What a curve-breaker is

A curve-breaker is one of the small number of unusually hard questions that sit at the very top of the LSAT's difficulty curve — the items most test-takers miss, which is exactly what makes them statistically 'hard.' They're the questions that decide the top of the scale.

There aren't many of them. Across a test, only a thin slice of Logical Reasoning and Reading Comprehension questions reach this top tier, and only a handful are at the absolute hardest level. Most of the test is gettable with solid fundamentals; the curve-breakers are the rest.

Knowing they exist as a distinct category changes how you train once you're scoring well — because beating them is a different project from improving everything else.

Why they matter most at the top bands

Lower down the scale, your score is held back by fundamentals — there are plenty of medium questions to gain on, so broad practice pays off. Near the top, those gains are gone: you already get the medium questions right, so the only points left are the hardest ones plus the occasional careless slip.

That's why the same advice doesn't work at every level. Telling a 174 to 'do more practice sections' often wastes their time, because their misses aren't spread across the test — they're concentrated in a few brutal questions and a few lapses.

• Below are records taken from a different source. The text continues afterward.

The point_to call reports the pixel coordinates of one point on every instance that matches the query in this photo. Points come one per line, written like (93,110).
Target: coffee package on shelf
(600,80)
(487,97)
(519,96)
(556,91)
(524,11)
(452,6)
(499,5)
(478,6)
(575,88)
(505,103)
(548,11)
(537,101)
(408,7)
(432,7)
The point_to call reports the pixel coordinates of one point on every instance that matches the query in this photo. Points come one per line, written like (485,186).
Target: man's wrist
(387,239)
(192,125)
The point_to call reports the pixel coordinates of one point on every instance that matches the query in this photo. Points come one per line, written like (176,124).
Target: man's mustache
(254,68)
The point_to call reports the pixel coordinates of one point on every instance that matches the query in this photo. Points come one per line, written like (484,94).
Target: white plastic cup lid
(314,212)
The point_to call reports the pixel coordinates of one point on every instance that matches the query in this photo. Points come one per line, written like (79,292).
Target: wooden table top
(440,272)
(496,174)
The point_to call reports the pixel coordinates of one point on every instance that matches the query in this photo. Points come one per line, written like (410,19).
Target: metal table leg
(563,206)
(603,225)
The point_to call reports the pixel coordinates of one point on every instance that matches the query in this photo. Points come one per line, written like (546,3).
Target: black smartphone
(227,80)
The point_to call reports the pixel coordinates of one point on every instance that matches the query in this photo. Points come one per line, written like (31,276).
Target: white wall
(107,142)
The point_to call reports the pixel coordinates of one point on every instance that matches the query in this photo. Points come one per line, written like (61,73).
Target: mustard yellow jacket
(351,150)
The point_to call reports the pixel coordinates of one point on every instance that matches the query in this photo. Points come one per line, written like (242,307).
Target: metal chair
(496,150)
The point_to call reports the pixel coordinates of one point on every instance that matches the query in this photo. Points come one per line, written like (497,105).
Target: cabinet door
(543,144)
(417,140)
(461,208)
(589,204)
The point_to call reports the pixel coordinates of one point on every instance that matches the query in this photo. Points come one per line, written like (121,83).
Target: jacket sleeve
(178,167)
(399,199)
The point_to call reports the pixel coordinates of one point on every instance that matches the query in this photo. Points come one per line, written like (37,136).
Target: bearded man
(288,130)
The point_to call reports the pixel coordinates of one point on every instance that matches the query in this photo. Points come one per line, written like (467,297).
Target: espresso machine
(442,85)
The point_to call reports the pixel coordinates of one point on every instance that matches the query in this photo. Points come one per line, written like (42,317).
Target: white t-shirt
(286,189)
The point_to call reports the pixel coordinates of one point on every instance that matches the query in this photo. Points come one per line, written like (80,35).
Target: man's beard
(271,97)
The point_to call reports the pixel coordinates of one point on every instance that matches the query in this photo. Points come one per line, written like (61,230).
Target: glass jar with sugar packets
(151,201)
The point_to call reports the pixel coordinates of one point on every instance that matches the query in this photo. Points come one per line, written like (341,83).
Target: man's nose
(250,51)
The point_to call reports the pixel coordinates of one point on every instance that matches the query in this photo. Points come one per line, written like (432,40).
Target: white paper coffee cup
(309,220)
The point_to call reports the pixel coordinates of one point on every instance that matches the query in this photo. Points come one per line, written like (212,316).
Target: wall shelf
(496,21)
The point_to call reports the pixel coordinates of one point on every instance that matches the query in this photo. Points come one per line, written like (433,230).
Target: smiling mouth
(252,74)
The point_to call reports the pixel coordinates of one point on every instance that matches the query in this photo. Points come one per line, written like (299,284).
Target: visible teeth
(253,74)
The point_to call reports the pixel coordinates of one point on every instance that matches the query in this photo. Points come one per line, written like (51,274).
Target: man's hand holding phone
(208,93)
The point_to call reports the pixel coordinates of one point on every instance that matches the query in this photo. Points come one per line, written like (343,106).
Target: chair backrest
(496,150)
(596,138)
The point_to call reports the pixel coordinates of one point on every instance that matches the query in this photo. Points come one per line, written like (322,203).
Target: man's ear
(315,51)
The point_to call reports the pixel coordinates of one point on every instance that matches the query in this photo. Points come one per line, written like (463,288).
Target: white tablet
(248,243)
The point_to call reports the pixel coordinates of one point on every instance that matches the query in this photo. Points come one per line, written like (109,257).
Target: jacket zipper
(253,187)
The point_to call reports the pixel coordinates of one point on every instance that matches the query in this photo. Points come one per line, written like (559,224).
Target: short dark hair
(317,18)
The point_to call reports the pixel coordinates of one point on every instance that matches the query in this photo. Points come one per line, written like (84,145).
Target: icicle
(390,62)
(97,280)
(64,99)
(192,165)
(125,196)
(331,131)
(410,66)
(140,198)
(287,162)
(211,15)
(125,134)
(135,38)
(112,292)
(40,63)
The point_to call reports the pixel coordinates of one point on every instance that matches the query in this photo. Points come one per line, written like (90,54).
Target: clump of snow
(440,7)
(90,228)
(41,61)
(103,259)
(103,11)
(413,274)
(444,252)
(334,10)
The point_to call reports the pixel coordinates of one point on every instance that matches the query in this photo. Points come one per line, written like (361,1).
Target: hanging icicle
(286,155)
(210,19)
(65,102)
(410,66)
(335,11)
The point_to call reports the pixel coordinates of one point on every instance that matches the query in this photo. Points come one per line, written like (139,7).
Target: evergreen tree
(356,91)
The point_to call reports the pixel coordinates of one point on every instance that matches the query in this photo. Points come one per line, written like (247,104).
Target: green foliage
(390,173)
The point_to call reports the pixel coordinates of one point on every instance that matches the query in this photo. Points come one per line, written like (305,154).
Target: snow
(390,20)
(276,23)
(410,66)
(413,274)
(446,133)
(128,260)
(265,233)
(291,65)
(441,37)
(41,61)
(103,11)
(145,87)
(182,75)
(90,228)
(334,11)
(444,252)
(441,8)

At the top, your weaknesses are individual and specific. The work narrows from 'get better overall' to 'conquer these particular questions.'

How to find them

You don't have to guess which questions are curve-breakers. Major prep platforms publish a difficulty rating for released questions, derived from how often test-takers miss them, so you can filter directly for the hardest tier.

Pull the questions at the top of that difficulty scale from tests you've taken and build a small personal set of them. This is a much more efficient target than redoing whole sections, because it concentrates your effort exactly where your remaining points are.

If a platform marks a clear cutoff for the very hardest questions, start there — that thin band is where top-scorer attention belongs.

How to study one (it's a case study, not a redo)

Don't just redo a curve-breaker and move on once you get it right. Take it apart. Figure out precisely what made it hard — confusing wording, a buried assumption, an answer that's technically correct but feels wrong, a trap built on a common instinct.

Then articulate the mechanism in a sentence: 'the right answer used the weakest, least-assumption phrasing,' 'the trap reversed a conditional,' 'the question rewarded the boring answer over the dramatic one.' Naming the trick is what lets you recognize its cousins later.

Treat each one as a small case study in how the test fights back at the highest level. A dozen of these studied deeply teaches more than a dozen sections skimmed.

Don't let the same trick get you twice

The mantra for this work is simple: don't let the same trick get you twice. The LSAT reuses a limited repertoire of hard-question devices, so a curve-breaker you truly understand inoculates you against a whole family of future questions.

This is why naming the mechanism matters more than getting the single question right. The point isn't this question; it's the pattern, which will reappear in new clothing on the next test.

Keep a short list of the traps that have caught you. Reviewing that list is one of the highest-leverage things a top-band scorer can do.

The common mistake: grinding everything to fix a top-band plateau

The classic high-scorer mistake is responding to a low-170s plateau by doing even more full sections. It feels diligent, but you're spending most of that time re-confirming things you already know and barely touching the few questions that are actually capping you.

There's also a marginal-cost reality: past a high accuracy level, squeezing out more correct answers gets expensive fast, and it's often more efficient to get quicker and surer at eliminating wrong answers than to chase raw accuracy across easy questions.

So at the top, trade breadth for depth. Fewer sections, more time dissecting the hardest questions and the lapses, is the route from the low 170s upward.

Frequently asked questions

What are LSAT curve-breakers?

They're the small number of unusually hard questions at the very top of the difficulty scale that most test-takers miss. There aren't many per test, but mastering them is often what separates the top score bands, because the easier questions no longer offer gains at that level.

How do I find the hardest LSAT questions to practice?

Use the difficulty ratings that major prep platforms publish for released questions, which are based on how often people miss them. Filter for the top tier and build a small personal set of those questions, rather than redoing whole sections.

How should I study a curve-breaker?

Treat it as a case study, not a redo. Identify exactly what made it hard, then name the mechanism in one sentence — the reversed conditional, the least-assumption answer, the trap on a common instinct. Naming the trick is what lets you recognize its relatives on future tests.

I'm stuck in the low 170s — should I just do more tests?

Usually not. At that level your misses are concentrated in a few hard questions and occasional lapses, not spread across the test, so more full sections mostly re-confirm what you know. Trade breadth for depth: dissect the hardest questions and your careless errors.